Output Separations

TGREER · October 15, 2024, 10:18am

Two scenarios come up frequently when I need to use Output Separations.

I need to know before running if there will be duplicate files. It’s a mess when a large job fails 90% of the way through because of a duplicate filename.
I need to know when the output is completed.

For the first issue, it would be great if there were a “validation” step or mode that checked for dupes before starting the output.

For the second, I like the performance of starting a Separation output step that runs asynchronously, letting the rest of the Process run, but often there is a housekeeping step (for example, copying all of the output to an archive location, or zipping all of the output and FTPing it somewhere). Is there a REST call or some other signal that can be checked to see if the Separation step is completed or still running?

Phil · October 15, 2024, 7:42pm

For the first part, it really depends on how you’re naming each output file.
If it’s based on a field value, for instance, then you could check for duplicate field values immediately after the data mapping step (a simple Workflow script could take care of that).

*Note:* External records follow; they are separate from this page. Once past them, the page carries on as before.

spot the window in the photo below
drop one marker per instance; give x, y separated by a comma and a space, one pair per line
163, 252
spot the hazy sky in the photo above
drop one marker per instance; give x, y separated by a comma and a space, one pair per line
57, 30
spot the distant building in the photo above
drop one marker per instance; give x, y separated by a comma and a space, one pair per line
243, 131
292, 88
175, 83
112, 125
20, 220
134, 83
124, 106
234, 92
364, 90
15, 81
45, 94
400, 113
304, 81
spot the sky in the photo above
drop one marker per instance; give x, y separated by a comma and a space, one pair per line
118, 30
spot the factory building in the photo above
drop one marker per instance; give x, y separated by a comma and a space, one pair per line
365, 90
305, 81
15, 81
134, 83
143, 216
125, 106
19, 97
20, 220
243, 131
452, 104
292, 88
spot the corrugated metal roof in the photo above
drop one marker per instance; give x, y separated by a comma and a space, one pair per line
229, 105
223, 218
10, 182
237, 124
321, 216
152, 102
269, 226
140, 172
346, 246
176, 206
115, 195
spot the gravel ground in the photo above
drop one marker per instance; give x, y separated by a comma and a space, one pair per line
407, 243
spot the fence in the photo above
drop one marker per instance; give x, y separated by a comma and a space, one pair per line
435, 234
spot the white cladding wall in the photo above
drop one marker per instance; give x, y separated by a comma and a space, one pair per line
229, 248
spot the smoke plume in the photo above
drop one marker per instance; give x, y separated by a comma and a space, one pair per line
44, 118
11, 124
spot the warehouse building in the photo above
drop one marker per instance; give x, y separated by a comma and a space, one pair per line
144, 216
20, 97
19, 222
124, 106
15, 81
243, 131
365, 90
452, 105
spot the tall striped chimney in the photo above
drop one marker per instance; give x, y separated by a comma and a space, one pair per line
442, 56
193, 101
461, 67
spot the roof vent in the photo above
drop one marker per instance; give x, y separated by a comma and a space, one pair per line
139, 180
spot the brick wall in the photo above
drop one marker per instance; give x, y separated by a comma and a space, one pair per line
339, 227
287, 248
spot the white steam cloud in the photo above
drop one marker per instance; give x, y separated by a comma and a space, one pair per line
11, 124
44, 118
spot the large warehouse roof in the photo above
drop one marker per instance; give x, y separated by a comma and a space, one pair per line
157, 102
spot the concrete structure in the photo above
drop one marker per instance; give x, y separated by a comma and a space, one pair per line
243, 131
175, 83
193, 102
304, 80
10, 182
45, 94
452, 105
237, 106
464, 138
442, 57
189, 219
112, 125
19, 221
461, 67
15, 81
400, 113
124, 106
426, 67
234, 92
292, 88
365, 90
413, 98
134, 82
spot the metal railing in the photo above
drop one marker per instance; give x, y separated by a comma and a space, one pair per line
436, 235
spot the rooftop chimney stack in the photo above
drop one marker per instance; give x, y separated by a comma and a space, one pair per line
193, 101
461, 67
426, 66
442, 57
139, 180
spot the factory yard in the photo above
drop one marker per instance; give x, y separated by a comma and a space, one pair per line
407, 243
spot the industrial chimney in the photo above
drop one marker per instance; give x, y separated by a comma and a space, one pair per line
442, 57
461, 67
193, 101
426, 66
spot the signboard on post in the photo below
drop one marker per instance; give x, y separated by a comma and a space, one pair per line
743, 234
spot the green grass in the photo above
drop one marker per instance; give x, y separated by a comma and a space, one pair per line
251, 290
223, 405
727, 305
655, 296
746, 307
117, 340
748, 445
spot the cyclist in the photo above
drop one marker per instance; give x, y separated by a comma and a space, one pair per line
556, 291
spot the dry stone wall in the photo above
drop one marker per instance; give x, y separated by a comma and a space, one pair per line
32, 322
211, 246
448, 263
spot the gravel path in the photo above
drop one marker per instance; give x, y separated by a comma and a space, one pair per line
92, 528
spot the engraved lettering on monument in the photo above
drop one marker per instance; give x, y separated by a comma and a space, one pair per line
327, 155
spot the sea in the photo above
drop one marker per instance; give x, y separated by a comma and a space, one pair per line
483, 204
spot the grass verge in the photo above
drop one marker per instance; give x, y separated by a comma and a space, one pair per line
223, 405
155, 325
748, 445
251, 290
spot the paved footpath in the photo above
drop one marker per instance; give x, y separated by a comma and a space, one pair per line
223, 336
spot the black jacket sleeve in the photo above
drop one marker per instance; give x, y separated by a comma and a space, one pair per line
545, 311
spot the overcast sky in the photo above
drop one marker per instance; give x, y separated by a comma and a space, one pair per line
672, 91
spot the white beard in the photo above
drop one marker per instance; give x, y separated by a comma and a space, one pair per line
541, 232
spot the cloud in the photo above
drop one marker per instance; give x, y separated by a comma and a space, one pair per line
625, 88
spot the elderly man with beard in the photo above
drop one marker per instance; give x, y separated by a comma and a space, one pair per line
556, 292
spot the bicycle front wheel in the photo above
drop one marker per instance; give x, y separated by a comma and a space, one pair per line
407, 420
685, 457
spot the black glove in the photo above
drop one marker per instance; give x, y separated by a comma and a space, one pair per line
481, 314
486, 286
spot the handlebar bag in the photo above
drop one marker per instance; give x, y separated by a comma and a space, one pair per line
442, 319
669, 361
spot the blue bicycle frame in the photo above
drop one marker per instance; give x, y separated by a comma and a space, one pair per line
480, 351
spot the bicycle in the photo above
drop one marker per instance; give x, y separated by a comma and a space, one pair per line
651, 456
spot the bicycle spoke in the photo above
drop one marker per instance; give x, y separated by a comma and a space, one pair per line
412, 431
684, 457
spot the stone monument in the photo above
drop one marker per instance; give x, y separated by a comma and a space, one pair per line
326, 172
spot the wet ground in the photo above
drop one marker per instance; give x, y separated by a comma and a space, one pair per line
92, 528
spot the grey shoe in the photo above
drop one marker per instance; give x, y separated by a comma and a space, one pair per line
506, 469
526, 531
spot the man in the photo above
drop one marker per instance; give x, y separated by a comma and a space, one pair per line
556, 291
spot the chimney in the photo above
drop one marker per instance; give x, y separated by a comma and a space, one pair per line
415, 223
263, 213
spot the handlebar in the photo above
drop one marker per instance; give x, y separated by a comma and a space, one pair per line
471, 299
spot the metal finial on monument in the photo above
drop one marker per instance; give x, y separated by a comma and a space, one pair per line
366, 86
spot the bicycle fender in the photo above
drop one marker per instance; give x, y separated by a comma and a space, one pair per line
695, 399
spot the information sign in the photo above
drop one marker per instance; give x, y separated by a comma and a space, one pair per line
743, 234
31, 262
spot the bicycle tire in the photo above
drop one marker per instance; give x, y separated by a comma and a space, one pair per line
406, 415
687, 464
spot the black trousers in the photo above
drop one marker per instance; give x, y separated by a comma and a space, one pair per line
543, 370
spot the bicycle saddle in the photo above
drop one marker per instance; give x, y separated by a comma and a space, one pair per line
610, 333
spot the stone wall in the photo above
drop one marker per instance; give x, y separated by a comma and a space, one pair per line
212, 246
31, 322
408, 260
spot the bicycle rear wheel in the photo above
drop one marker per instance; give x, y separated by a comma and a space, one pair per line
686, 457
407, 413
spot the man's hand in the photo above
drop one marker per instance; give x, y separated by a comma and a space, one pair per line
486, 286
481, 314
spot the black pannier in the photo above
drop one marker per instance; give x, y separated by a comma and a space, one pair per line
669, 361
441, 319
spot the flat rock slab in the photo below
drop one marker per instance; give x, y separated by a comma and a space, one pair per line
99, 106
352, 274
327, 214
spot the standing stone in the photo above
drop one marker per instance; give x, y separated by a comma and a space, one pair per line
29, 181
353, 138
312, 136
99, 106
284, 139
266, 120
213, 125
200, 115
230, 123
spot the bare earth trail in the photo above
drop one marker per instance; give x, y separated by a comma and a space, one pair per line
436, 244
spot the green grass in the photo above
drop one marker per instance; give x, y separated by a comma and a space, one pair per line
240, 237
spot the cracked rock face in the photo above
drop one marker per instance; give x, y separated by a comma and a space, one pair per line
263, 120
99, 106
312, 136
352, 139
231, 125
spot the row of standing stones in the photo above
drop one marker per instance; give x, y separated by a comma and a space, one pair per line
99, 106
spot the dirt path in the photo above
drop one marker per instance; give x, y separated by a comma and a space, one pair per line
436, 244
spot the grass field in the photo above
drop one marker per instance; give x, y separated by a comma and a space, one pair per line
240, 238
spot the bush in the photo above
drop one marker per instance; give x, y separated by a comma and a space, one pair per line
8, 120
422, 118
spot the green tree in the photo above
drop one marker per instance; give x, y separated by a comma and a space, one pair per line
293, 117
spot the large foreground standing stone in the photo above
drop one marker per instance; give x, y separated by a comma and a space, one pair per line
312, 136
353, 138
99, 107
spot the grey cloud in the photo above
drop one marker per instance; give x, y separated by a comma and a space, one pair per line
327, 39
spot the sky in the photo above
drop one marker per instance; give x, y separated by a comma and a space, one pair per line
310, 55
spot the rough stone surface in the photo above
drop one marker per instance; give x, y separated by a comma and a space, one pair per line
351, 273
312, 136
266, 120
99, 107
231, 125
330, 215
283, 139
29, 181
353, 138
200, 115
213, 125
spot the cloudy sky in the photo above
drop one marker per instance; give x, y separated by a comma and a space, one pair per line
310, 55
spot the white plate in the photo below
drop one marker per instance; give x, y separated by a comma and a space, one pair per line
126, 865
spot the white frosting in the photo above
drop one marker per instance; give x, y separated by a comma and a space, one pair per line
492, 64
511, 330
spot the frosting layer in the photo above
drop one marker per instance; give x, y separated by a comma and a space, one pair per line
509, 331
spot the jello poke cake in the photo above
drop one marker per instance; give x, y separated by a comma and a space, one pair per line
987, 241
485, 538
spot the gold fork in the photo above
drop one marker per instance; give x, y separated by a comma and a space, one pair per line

If it’s based on a more elaborate condition, you’d probably have to first store the final output name as an individual field in the data model, and then use that simple script mentioned above.

For the second issue, there are REST calls that allow you to monitor the progress of any operation and its final result (e.g. Get Result of Operation). But in order to get that information, you must know the Operation ID, which is only available as the result of the REST calls that launched the operation.

So you’d have to perform the output step yourself, using REST calls. That’s not an overly difficult task, but it does require you to be familiar with the various requirements of the REST API (authentication, resource handling, operation sequence, etc.).

Note that even if you were to do this, you’d still have to account for potential latency: the operation may be deemed completed, but the OS might still be in the process of flushing the file to disk, which could prevent you from picking up that last file because it is still being written to disk. This is less likely to occur with the speed of today’s SSDs and NVMEs, but it’s still a possibility. You’d have to introduce some artificial delay into your housekeeping step to account for this possibility.